Fish Identifier

Baltic Herring Identification Guide

How to recognize the smaller, slimmer Baltic form of Atlantic herring adapted to brackish water.

Read the full Baltic Herring encyclopedia entry →
Baltic Herring Identification Guide

Key identification features

  • Small, slender-bodied herring, usually well under 20 cm and noticeably smaller than oceanic Atlantic herring
  • Bright silvery flanks with a blue-green to steel-blue back
  • Single dorsal fin set at mid-body, above or just ahead of the pelvic fin origin
  • Deeply forked tail fin
  • Smooth belly with only a moderate keel of small scutes, less pronounced than in sprat
  • Slim overall build reflecting growth in low-salinity water

Common look-alikes

  • Oceanic Atlantic herring: grows noticeably larger and deeper-bodied than the Baltic form, though the two share the same species-level features.
  • Sprat: sprat's dorsal fin sits clearly behind the pelvic fin origin and its belly keel reaches farther forward, while Baltic herring's dorsal fin lines up above or just ahead of the pelvic fins.
  • Baltic sprat schools: mixed schools require checking fin placement, since Baltic herring and sprat overlap closely in size in this brackish sea.

Where you'll see one

Baltic herring is the local, low-salinity-adapted population of Atlantic herring found throughout the brackish Baltic Sea, from the Danish straits to the Gulf of Bothnia, where reduced salinity limits its growth compared to ocean-dwelling herring.
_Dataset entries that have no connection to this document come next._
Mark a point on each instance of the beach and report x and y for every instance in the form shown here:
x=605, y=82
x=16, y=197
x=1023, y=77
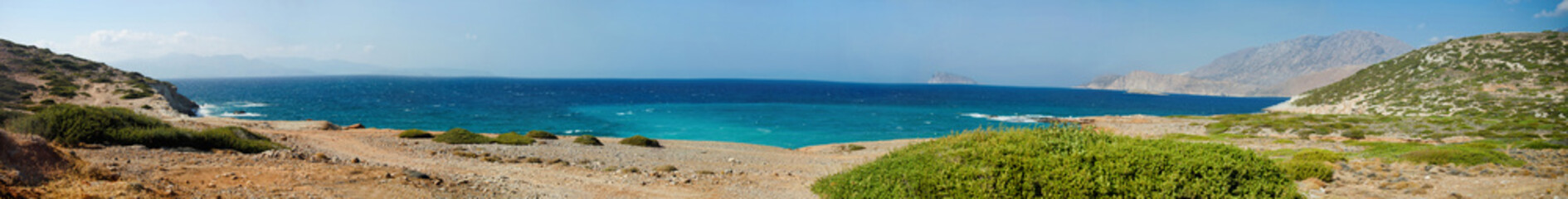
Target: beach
x=375, y=163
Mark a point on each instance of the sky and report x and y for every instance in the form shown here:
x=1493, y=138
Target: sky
x=1025, y=42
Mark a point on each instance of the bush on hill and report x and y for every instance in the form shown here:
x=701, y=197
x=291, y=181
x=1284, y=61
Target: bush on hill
x=1297, y=170
x=414, y=133
x=541, y=135
x=1060, y=162
x=640, y=140
x=461, y=137
x=71, y=124
x=588, y=140
x=513, y=138
x=1321, y=156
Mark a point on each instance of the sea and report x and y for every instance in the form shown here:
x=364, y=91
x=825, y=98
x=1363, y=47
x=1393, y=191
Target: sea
x=784, y=114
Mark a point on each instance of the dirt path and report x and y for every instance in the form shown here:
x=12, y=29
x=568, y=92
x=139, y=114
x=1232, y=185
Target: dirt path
x=706, y=168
Frequently asked questions

How do I tell Baltic herring from an oceanic Atlantic herring?

Size is the main clue: Baltic herring stays smaller and slimmer than Atlantic herring from full-salinity ocean waters, a result of living in the low-salinity Baltic Sea.

How do I separate Baltic herring from sprat in the same net?

Check the dorsal fin position relative to the pelvic fins: it sits above or just ahead of them in Baltic herring, but clearly behind them in sprat.